Salt Potatoes

Salt Potatoes

Summary

Yield
Prep Time45 minutes
CategoryPotatoes
CuisineAmerican

Description

So, what’s the difference between a mere boiled potato and a salt potato? A boiled potato is dropped into plain or lightly salted water, boiled until tender and served, usually, with butter and chopped herbs. Salt potatoes, on the other hand, use a formula to determine how salty the water should be. Generally speaking, bring to a boil three quarts of water, stir in three-quarters of a pound of good old-fashioned table salt, then carefully lower in four and a quarter pounds of Size B new white boiling potatoes. When they’re tender,  drain in a colander and let air dry a bit to form that signature white dusting of salt. Top with butter and serve hot, warm, cold or anywhere in between. Then die of happiness when you take your first bite.

Ingredients

  • 3 qt water
  • 1 1/2 cup kosher salt
  • 4 1/2 lb 2 bite new potatoes washed
  • 1 stick butter cut into 8 pieces

Instructions

Bring water to a boil in a large stockpot or soup pot over high heat.

When water reaches the boil, stir in all of the salt.

Lower the potatoes into the water, one or two at a time, taking care not to splash yourself.

Return the water to a boil, lower heat to medium and simmer until the potatoes are tender, between 15 and 25 minutes,

Depending on the size of the potatoes. (**See notes for methods on testing the potatoes for doneness.)

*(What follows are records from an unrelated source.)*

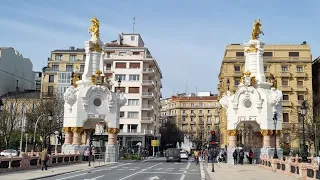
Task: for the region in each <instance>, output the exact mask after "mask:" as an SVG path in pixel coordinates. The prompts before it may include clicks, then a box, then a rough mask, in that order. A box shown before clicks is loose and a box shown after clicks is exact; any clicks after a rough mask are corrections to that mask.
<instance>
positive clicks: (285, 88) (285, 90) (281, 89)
mask: <svg viewBox="0 0 320 180" xmlns="http://www.w3.org/2000/svg"><path fill="white" fill-rule="evenodd" d="M281 90H282V91H287V92H288V91H289V92H290V91H292V88H291V87H290V86H281Z"/></svg>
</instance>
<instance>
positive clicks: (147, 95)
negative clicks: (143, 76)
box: [141, 92, 154, 99]
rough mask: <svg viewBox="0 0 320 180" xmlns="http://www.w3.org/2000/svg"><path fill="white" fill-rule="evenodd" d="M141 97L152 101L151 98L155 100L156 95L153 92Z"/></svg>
mask: <svg viewBox="0 0 320 180" xmlns="http://www.w3.org/2000/svg"><path fill="white" fill-rule="evenodd" d="M141 97H142V98H148V99H150V98H154V94H153V93H151V92H142V95H141Z"/></svg>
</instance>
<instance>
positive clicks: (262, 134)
mask: <svg viewBox="0 0 320 180" xmlns="http://www.w3.org/2000/svg"><path fill="white" fill-rule="evenodd" d="M260 132H261V134H262V135H263V136H270V135H272V134H273V132H272V130H268V129H262V130H261V131H260Z"/></svg>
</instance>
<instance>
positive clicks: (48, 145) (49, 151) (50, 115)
mask: <svg viewBox="0 0 320 180" xmlns="http://www.w3.org/2000/svg"><path fill="white" fill-rule="evenodd" d="M52 119H53V114H52V111H50V110H49V114H48V120H49V144H48V154H51V142H50V141H51V140H50V138H51V122H52Z"/></svg>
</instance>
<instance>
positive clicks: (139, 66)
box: [129, 63, 140, 69]
mask: <svg viewBox="0 0 320 180" xmlns="http://www.w3.org/2000/svg"><path fill="white" fill-rule="evenodd" d="M129 67H130V68H131V69H139V68H140V63H130V66H129Z"/></svg>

Pour the water and potatoes into a colander in the sink and leave to air dry for 5-10 minutes.

Transfer the potatoes to a serving dish and dot with the pieces of butter.

Serve as is or garnish with chopped parsley.


To Store Leftovers:
Pour potatoes and butter from the bowl into a container with a tight fitting lid or a zipper top bag.

Notes

*Salt potato kits, sold all over Upstate New York, use a very specific size of potatoes; Size B, Grade US no. 2. While most grocery stores don’t define their potatoes using this method, you can’t go wrong buying small creamer potatoes that are one-or-two-biters. The shape of the potato doesn’t matter at all.

**To test your potatoes, use tongs to lift a large potato from the boiling water. A skewer plunged into the potato should pass through the potato completely if it is done.